A quien corresponda

A quien corresponda
Fotografía por: Jacobo Jurado

A quien corresponda

Yo la recuerdo a Stacy, una morena brasilera de cabello castaño, sonrisa enorme y ojos claros. La vi en el “Gran” Domus, un hostel anticuado y sucio en el corazón de San Telmo, un chiquero indeseable y malogrado, un sitio pésimo para recibir malas noticias. Era domingo en la noche de un marzo estruendoso, me encontraba solo entre sollozos con la cabeza clavada en medio de mis brazos y la amargura arropaba las viejas paredes de ese inhóspito y silencioso lugar. Mi abuela había muerto y yo intentaba reincorporarme por momentos, pero la culpa no lo permitía. Nunca le había dicho te amo y ese dolor nadie podía entenderlo.

Fue en el lapso de una de mis crisis repentinas que se enredaron sus dedos en mi pelo tosco y áspero. Alcé la mirada para ver quién era el osado que se atrevía a luchar contra mi tristeza y me vi reflejado en sus lentes grandes, pulidos como sus dientes. Eran inteligibles sus palabras que nadaban en un océano revuelto de portugués y español, pero intentaba decirme que todo iba a estar bien y se sentó a mi lado. No dijo nada en toda la noche, tampoco necesitaba más. Se sirvió un café dispuesta a enfrentar a mi nostalgia, como un soldado que combate una guerra impropia; no era su cruzada, pero me animaba a mantenerme en pie sin decir una sola palabra.
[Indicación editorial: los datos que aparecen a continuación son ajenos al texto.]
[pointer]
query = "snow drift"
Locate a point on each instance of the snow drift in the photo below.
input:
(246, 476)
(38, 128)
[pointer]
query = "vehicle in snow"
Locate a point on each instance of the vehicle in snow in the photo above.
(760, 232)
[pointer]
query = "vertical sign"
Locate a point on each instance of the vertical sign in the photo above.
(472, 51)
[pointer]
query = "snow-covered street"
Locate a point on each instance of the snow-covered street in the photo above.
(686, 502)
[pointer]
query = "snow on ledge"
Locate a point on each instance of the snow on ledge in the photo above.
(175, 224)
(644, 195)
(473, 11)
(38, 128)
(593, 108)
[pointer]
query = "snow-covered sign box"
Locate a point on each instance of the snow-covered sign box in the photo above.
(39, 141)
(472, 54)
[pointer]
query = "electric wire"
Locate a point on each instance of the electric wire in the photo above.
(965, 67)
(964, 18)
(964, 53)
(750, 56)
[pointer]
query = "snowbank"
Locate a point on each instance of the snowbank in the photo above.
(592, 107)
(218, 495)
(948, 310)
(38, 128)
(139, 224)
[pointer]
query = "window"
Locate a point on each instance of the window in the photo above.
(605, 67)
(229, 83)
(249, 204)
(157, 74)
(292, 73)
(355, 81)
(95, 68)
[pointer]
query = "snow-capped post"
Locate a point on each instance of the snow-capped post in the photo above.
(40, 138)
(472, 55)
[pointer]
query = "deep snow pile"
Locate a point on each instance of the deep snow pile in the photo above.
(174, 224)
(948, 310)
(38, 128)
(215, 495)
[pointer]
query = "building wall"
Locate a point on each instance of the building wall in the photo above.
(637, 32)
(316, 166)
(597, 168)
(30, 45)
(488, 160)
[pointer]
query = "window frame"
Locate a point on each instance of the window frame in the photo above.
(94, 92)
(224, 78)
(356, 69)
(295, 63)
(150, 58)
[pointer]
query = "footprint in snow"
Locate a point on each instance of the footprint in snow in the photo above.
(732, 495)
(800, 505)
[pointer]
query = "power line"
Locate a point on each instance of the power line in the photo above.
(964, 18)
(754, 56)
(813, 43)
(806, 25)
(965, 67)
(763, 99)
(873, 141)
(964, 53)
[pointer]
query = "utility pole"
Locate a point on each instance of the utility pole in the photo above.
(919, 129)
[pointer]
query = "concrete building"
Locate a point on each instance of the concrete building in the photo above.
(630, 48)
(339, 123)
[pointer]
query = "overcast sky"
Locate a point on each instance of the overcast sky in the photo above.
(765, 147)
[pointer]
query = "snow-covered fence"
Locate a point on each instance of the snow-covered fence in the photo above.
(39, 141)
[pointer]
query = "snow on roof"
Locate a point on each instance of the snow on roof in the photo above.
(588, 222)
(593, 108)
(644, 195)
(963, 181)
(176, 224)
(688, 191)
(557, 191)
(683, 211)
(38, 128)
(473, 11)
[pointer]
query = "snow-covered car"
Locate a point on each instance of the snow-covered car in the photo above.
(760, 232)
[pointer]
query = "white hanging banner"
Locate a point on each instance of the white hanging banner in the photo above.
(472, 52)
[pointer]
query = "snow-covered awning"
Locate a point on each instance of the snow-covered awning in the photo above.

Le había visto pasear sus enormes y finas zancadas dos o tres veces en el piso mugriento del Domus. No sé nada de su vida, no conozco su edad, qué estudia o a qué dedica sus jornadas cariocas. Stacy sigue siendo una desconocida como aquel momento en el que me tendió su brazo como apoyo. En realidad ella nunca supo el motivo de mis lágrimas y no necesitó saberlo para pasar la noche en vela cerca de mí.

Son un poco más de las 2 a.m. en esta parte del mundo. Parece que el reloj se ha acelerado. He estado bajo este cielo rojo y sin luna hace un par de horas, desde cuando me he enterado de su muerte. ¿Mi compañía? Un par de auriculares mudos, no he puesto ninguna canción, y claro, la soledad infinita, más infinita con cada tic tac, imaginando algún valiente que lance una soga y me saque de este vacío.

He llegado a pensar que en algo he fallado, ¿he sido tan perverso?, me siento culpable con mi pena, ¿merezco tan poco? ¿Por qué la aludo entonces? Me siento solo, con el mismo dolor de hace un par de años. Sé de muchos a los que los venció el orgullo y a otros tantos que se han vestido de indolentes. Son pocos los pasos para asistir a mi rescate, pero nadie los ha andado; son pocos los tactos para escribir un mensaje y nadie lo ha intentado; son pocos los segundos para expresar un aliento, pero no hay nadie dispuesto a “perder” el tiempo. Es cierto, no hay ningún barco que los acerque hasta mi orilla y hay playas más atractivas que la mía.

Hoy manifiesto mi fastidio al borde del abandono. Ya no espero nada, no espero a nadie. Me consuela recordar que un día una extraña se sumió en mi desconsuelo para intentar salvarme.